Spark – Create RDD
To create RDD in Apache Spark, some of the possible ways are
- Create RDD from List<T> using Spark Parallelize.
 - Create RDD from Text file
 - Create RDD from JSON file
 
In this tutorial, we will go through examples, covering each of the above mentioned processes.
Example – Create RDD from List<T>
In this example, we will take a List of strings, and then create a Spark RDD from this list.
RDDfromList.java
</>
                        Copy
                        import java.util.Arrays;
import java.util.List;
import org.apache.spark.SparkConf;
import org.apache.spark.api.java.JavaRDD;
import org.apache.spark.api.java.JavaSparkContext;
public class RDDfromList {
	public static void main(String[] args) {
		// configure spark
		SparkConf sparkConf = new SparkConf().setAppName("Spark RDD foreach Example")

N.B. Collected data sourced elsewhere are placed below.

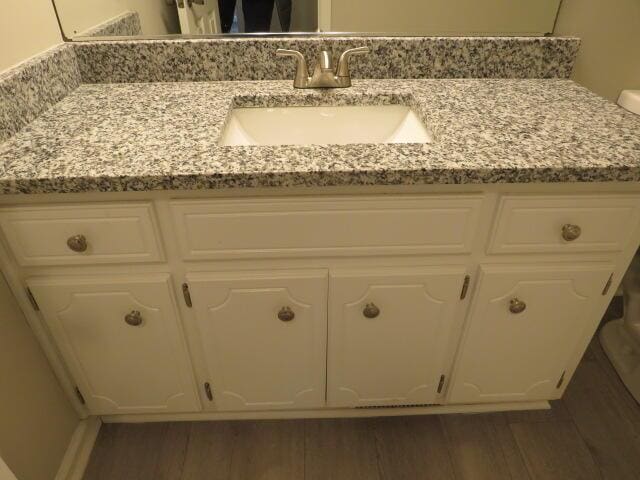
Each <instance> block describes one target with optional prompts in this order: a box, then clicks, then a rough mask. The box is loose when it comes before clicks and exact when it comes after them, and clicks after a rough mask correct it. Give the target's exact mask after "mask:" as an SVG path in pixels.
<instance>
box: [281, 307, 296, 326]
mask: <svg viewBox="0 0 640 480" xmlns="http://www.w3.org/2000/svg"><path fill="white" fill-rule="evenodd" d="M278 318H279V319H280V320H282V321H283V322H290V321H291V320H293V319H294V318H296V314H295V313H294V312H293V310H291V308H289V307H282V308H281V309H280V311H279V312H278Z"/></svg>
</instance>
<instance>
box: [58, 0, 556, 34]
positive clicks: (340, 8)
mask: <svg viewBox="0 0 640 480" xmlns="http://www.w3.org/2000/svg"><path fill="white" fill-rule="evenodd" d="M560 1H561V0H535V1H531V0H391V1H390V0H53V2H54V6H55V9H56V13H57V15H58V20H59V22H60V26H61V29H62V31H63V34H64V35H65V37H66V38H69V39H74V40H82V39H85V40H86V39H95V38H96V37H116V36H117V37H138V38H140V37H147V38H149V37H158V36H164V35H188V36H194V35H226V34H236V35H237V34H265V33H271V34H288V33H310V32H312V33H322V32H350V33H352V34H360V35H363V34H365V35H366V34H377V35H385V34H386V35H413V36H427V35H428V36H432V35H442V36H452V35H456V36H469V35H499V36H511V35H513V36H515V35H518V36H537V35H545V34H547V33H550V32H552V30H553V25H554V23H555V19H556V16H557V13H558V8H559V5H560Z"/></svg>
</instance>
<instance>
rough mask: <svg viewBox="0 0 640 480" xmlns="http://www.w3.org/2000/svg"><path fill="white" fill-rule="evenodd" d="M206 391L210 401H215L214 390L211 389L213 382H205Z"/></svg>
mask: <svg viewBox="0 0 640 480" xmlns="http://www.w3.org/2000/svg"><path fill="white" fill-rule="evenodd" d="M204 393H206V394H207V398H208V399H209V401H210V402H213V390H211V384H210V383H209V382H205V384H204Z"/></svg>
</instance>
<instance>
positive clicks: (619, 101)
mask: <svg viewBox="0 0 640 480" xmlns="http://www.w3.org/2000/svg"><path fill="white" fill-rule="evenodd" d="M618 105H620V106H621V107H622V108H625V109H627V110H629V111H630V112H632V113H635V114H636V115H640V90H623V91H622V93H621V94H620V97H618Z"/></svg>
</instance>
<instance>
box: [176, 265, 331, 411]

				.setMaster("local[2]").set("spark.executor.memory","2g");
		// start a spark context
		JavaSparkContext sc = new JavaSparkContext(sparkConf);
		// read list to RDD
		List<String> data = Arrays.asList("Learn","Apache","Spark","with","Tutorial Kart"); 
		JavaRDD<String> items = sc.parallelize(data,1);
		// apply a function for each element of RDD
		items.foreach(item -> {
			System.out.println("* "+item); 
		});
	}
}
Example – Create RDD from Text file
In this example, we have the data in text file and will create an RDD from this text file.
ReadTextToRDD.java
</>
                        Copy
                        import org.apache.spark.SparkConf;
import org.apache.spark.api.java.JavaRDD;
import org.apache.spark.api.java.JavaSparkContext;
public class ReadTextToRDD {
	public static void main(String[] args) {
		// configure spark
		SparkConf sparkConf = new SparkConf().setAppName("Read Text to RDD")
										.setMaster("local[2]").set("spark.executor.memory","2g");
		// start a spark context
		JavaSparkContext sc = new JavaSparkContext(sparkConf);
		
		// provide path to input text file
		String path = "data/rdd/input/sample.txt";
		
		// read text file to RDD
		JavaRDD<String> lines = sc.textFile(path);
		
		// collect RDD for printing
		for(String line:lines.collect()){
			System.out.println(line);
		}
	}
}
Example – Create RDD from JSON file
In this example, we will create an RDD from JSON file.
JSONtoRDD.java
</>
                        Copy
                        import org.apache.spark.api.java.JavaRDD;
import org.apache.spark.sql.Row;
import org.apache.spark.sql.SparkSession;
public class JSONtoRDD {
	public static void main(String[] args) {
		// configure spark
		SparkSession spark = SparkSession
				.builder()
				.appName("Spark Example - Read JSON to RDD")
				.master("local[2]")
				.getOrCreate();
		// read list to RDD
		String jsonPath = "data/employees.json";
		JavaRDD<Row> items = spark.read().json(jsonPath).toJavaRDD();
		items.foreach(item -> {
			System.out.println(item); 
		});
	}
}
Conclusion
In this Spark Tutorial, we have learnt to create Spark RDD from a List, reading a text or JSON file from file-system etc., with the help of example programs.